Berrios, 235 S.W.3d at 109 (internal citations and quotations omitted).
"`A consent to search that is preceded by an illegal seizure is not "fruit of the poisonous tree" if the consent is both: 1) voluntary, and 2) not an exploitation of the prior illegality.'" Garcia, 123 S.W.3d at 346 (citing Wayne LaFave, 3 Search and Seizure § 8.2(d) at 656 (3d ed. 1996)). When determining whether a voluntary consent is sufficiently attenuated from an unlawful seizure, we are guided by the following factors: "1) the temporal proximity of the illegal seizure and consent; 2) the presence of intervening circumstances; and 3) the purpose and flagrancy of the official misconduct." Id. at 346. The Tennessee Supreme Court has also recognized that "`[a] brief time lapse between a Fourth Amendment violation and consent often indicates exploitation [of the prior illegal police action] because the effects of the misconduct have not had time to dissipate.'" Id. (quotingState v. Hansen, 63 P.3d 650, 666 (Utah 2002)). After applying the above factors to the circumstances of this case, we conclude that the consent to search was not sufficiently attenuated from the illegal detention and is therefore presumptively tainted by the illegal detention. Berrios, 235 S.W.3d at 110.

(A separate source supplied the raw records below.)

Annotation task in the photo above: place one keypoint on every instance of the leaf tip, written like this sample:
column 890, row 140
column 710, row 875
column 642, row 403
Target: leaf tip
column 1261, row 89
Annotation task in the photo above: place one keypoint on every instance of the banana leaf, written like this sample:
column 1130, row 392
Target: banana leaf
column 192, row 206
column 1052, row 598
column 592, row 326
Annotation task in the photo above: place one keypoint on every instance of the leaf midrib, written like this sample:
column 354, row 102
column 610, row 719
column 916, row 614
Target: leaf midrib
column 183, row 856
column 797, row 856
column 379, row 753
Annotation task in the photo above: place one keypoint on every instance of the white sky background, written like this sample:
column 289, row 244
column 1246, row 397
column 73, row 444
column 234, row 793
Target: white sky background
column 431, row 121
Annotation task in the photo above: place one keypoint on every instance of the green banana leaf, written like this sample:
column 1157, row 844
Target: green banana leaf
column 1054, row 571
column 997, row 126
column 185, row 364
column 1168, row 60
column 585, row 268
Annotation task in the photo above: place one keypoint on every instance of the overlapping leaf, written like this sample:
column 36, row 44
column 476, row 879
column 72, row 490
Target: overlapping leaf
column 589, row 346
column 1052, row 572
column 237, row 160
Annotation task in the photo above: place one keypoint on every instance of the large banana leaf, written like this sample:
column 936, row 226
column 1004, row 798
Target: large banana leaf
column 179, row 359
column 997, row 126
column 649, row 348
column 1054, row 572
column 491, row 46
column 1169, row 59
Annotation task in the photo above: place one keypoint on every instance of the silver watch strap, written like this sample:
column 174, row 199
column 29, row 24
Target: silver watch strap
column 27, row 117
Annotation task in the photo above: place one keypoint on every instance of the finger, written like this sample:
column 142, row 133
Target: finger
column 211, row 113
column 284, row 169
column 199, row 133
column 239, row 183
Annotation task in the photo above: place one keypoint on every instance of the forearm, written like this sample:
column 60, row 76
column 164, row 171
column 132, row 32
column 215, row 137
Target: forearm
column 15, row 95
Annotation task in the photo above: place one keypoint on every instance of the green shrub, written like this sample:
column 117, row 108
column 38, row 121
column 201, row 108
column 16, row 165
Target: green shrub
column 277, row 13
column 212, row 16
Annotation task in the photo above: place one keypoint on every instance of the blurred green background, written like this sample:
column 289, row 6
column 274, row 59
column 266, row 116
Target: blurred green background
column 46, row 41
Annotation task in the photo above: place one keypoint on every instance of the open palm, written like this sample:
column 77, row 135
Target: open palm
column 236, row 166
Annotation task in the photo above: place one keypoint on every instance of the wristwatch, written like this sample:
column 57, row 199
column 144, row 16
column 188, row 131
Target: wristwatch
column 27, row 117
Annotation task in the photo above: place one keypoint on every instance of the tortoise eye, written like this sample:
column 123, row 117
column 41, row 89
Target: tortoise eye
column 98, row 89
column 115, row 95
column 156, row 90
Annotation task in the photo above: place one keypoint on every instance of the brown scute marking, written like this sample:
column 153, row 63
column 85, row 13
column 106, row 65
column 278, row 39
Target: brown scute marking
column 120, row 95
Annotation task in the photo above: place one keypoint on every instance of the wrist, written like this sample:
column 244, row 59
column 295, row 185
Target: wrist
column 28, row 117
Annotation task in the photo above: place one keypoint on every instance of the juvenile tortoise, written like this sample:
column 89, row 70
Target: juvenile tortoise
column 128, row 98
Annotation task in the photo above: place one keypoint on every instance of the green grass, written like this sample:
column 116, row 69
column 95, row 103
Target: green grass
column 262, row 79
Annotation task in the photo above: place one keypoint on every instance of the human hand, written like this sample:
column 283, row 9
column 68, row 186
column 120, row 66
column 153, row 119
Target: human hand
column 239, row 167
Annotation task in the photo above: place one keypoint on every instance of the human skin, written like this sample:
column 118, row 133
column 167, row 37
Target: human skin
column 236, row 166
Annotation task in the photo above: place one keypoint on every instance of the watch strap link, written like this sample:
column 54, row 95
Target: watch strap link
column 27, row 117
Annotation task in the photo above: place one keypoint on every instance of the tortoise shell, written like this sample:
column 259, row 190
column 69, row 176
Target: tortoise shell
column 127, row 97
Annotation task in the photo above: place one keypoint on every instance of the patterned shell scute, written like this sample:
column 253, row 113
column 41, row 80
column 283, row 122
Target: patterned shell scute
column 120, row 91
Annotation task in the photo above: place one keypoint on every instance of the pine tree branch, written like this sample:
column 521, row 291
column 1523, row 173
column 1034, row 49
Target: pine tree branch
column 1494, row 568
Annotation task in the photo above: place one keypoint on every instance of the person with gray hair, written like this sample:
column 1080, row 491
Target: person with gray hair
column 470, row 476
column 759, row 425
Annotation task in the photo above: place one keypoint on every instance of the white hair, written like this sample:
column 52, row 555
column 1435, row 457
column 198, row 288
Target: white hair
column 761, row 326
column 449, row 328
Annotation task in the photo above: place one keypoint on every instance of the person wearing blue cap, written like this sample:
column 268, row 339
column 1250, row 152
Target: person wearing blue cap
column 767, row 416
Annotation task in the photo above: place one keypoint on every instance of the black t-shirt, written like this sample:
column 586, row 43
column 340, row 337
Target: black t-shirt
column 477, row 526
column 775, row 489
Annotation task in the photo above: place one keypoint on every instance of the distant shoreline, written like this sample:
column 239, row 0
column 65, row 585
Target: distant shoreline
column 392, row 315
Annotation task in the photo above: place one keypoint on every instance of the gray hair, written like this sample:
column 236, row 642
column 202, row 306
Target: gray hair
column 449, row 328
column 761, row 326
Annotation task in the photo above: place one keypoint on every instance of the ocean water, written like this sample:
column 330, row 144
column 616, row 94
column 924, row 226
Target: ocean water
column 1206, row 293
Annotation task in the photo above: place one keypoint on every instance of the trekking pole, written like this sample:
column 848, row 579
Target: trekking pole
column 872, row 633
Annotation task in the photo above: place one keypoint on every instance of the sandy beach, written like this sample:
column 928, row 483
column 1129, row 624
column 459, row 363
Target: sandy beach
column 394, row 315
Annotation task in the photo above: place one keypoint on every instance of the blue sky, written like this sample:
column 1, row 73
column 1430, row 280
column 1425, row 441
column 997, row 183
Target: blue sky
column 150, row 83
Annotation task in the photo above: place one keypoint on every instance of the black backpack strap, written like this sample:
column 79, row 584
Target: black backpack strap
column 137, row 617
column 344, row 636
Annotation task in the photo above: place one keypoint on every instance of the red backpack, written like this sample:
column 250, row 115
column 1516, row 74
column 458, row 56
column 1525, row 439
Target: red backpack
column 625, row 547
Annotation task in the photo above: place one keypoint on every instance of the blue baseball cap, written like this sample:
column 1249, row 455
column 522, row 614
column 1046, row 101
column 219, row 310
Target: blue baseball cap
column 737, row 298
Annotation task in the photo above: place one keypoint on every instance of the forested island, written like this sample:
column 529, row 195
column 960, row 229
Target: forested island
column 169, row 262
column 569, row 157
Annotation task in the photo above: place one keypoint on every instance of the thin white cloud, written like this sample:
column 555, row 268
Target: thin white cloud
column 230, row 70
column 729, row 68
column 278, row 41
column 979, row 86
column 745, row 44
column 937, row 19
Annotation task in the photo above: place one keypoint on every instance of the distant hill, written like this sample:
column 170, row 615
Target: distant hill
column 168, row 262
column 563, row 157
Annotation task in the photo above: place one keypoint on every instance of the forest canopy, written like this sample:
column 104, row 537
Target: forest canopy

Here, the consent to search the vehicle was given while Simmons was unlawfully detained. As previously stated, we disagree with the trial court's conclusion that the initial stop lasted no more than thirteen (13) minutes after Deputy Rice approached the vehicle. Deputy Rice plainly testified that (1) he was on the scene at least fifteen (15) minutes before requesting consent; and (2) the other deputies responded to his assistance call within ten (10) minutes. Deputy Evans explained that the consent was obtained in "just a matter of a few minutes" after directing the driver out of Deputy Rice's vehicle. Based on these facts, there was no temporal separation between the illegal detention and the consent. We likewise note that there were no intervening circumstances separating the two events. In regard to "the purpose and flagrancy of the official misconduct," Deputy Rice did not articulate any reason, other than the occupants' prior criminal history with drugs and their nervous behavior, for the detention. Accordingly, we believe the purpose of the extended detention was for the detection of illegal drugs rather than the enforcement of the traffic laws. Berrios, 235 S.W. 3d at 110. Based on the above analysis, the consent to search the vehicle was obtained as a direct result of the illegal detention. Therefore, we conclude that any evidence seized as a result should have been suppressed as "fruit of the poisonous tree." Wong Sun v. United States, 371 U.S. 471, 83 S.Ct. 407(1963).
CONCLUSION
We conclude that Simmons' detention was excessive in violation of the Fourth Amendment and therefore illegal. Because the consent to search the vehicle was not sufficiently attenuated from the illegal detention we also conclude the evidence seized as a result of the unconstitutional search of the vehicle should be suppressed. Accordingly, the judgment of the trial court is reversed and the case is remanded for proceedings consistent with this opinion.